Kiev, Apr 29: President Viktor Yushchenko, determined to hold an early parliamentary election despite resistance from the prime minister, vowed today to reveal moves soon to ensure the poll took place in proper conditions.

''I will soon announce decisions that will guarantee the election takes place in a calm and appropriate manner,'' Yushchenko told tens of thousands of people during an unexpected appearance at a rally backing Ukraine's opposition.

The pro-Western Yushchenko has long been at odds with Prime Minister Viktor Yanukovich and the majority in parliament backing him. He issued the second of two decrees this week dissolving the chamber and calling a new election for late June.

It was not immediately clear what measures the president might take to enforce his decree. Yanukovich, his rival from the mass 2004 ''Orange Revolution'' protests that swept him to power, has opposed the president's decree and proposed that simultaneous parliamentary and presidential elections be held.

The president appeared alongside former Prime Minister Yulia Tymoshenko, who backed the president during the 2004 upheavals but later fell out with him for a time. Today, he embraced her at length during the rally.

He blamed parliament for the crisis gripping the ex-Soviet state and pledged to do whatever was necessary to ensure a new vote to the chamber took place fairly and without disruption.

''The election will be honest and democratic with an appropriate level of organisation and international observers present.
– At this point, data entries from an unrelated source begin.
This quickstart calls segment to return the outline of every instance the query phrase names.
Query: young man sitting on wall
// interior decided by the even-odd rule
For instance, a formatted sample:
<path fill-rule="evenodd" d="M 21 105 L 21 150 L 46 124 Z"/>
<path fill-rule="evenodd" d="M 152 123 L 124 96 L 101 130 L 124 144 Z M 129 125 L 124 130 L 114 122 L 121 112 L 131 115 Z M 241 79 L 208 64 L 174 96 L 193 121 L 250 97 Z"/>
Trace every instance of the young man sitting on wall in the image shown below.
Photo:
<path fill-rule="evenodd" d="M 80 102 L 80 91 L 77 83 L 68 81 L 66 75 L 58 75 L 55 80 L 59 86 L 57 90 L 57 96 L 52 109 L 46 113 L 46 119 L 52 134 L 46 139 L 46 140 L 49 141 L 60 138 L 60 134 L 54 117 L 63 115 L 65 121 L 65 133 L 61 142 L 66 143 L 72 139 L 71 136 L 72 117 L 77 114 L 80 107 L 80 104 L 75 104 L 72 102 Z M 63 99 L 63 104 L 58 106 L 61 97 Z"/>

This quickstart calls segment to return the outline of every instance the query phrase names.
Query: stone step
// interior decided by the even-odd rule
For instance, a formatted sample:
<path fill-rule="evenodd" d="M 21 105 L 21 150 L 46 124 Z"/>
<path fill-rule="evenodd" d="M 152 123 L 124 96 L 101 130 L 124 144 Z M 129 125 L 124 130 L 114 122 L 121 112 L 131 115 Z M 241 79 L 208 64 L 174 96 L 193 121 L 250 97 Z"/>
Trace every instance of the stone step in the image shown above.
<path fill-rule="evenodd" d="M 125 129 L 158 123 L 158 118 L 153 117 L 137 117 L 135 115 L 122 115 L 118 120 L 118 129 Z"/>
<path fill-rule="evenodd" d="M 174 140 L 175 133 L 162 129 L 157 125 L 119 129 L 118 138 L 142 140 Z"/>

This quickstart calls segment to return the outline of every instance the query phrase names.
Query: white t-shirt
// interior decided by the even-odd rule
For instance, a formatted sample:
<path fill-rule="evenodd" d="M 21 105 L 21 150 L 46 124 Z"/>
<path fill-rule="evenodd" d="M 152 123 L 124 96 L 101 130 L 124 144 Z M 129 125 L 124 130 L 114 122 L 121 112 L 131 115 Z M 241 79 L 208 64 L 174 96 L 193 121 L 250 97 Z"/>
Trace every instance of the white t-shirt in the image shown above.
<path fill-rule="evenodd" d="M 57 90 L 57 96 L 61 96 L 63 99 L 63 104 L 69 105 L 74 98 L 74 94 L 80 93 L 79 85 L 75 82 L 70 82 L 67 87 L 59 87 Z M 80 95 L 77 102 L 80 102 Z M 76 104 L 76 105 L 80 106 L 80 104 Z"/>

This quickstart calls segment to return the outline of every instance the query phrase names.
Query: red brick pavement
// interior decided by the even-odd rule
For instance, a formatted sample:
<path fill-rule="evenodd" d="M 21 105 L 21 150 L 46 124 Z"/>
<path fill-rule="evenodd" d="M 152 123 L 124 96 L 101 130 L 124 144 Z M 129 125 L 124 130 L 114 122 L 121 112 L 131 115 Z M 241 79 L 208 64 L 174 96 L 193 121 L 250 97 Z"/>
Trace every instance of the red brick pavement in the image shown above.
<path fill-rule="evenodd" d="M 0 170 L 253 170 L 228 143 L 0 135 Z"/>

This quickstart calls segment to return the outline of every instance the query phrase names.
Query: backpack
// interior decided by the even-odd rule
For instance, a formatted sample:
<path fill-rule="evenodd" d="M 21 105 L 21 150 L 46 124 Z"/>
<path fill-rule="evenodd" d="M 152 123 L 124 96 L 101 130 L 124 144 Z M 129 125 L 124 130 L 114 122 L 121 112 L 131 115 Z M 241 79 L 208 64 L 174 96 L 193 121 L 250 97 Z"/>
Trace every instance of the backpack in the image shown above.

You will be able to express your will freely and honestly,'' he said in an appeal to Ukraine's 47 million people.

''I have sufficient means to ensure the preparation and staging of these elections. I will overcome any criminal sabotage. Any failure to act will be brought to account.''

PM Wants Fresh Talks

Yanukovich had earlier issued a call for fresh talks and was less forthright in calling for simultaneous elections. Any such decision could be reached through a political deal, he said.

''If we sit down and come to the conclusion that elections are truly necessary, then such a decision will be taken,'' he told a briefing.

''But the approach must be different. This must be done not on the basis of the constitution, but on the basis of political consultations and an agreement.'' He demanded an immediate end to ''pressure'' he said had been exerted on courts, election officials and the security forces.

Yanukovich's allies have asked the Constitutional Court to rule on the legality of the latest decree. The court had been considering the earlier decree, now considered annulled.

The rivals differ on the future path to be taken by Ukraine.

Yushchenko sees eventual membership of NATO and the European Union as a key policy plank. Yanukovich, beaten by Yushchenko in the re-run of a rigged 2004 election, is closer to Moscow.

Yanukovich, who was appointed prime minister after his party came first in the last parliamentary poll, barely a year ago, told NATO officials within weeks that low public support for the alliance in Ukraine ruled out fast-track membership.

Yushchenko rejects any notion of a new presidential poll. He dissolved parliament on the grounds that Yanukovich, who controls 260 of 450 votes in the chamber, was illegally enticing his allies to join the governing coalition.

Unlike 2004, when the West backed Yushchenko over the rigged vote, the European Union and United States have not taken sides.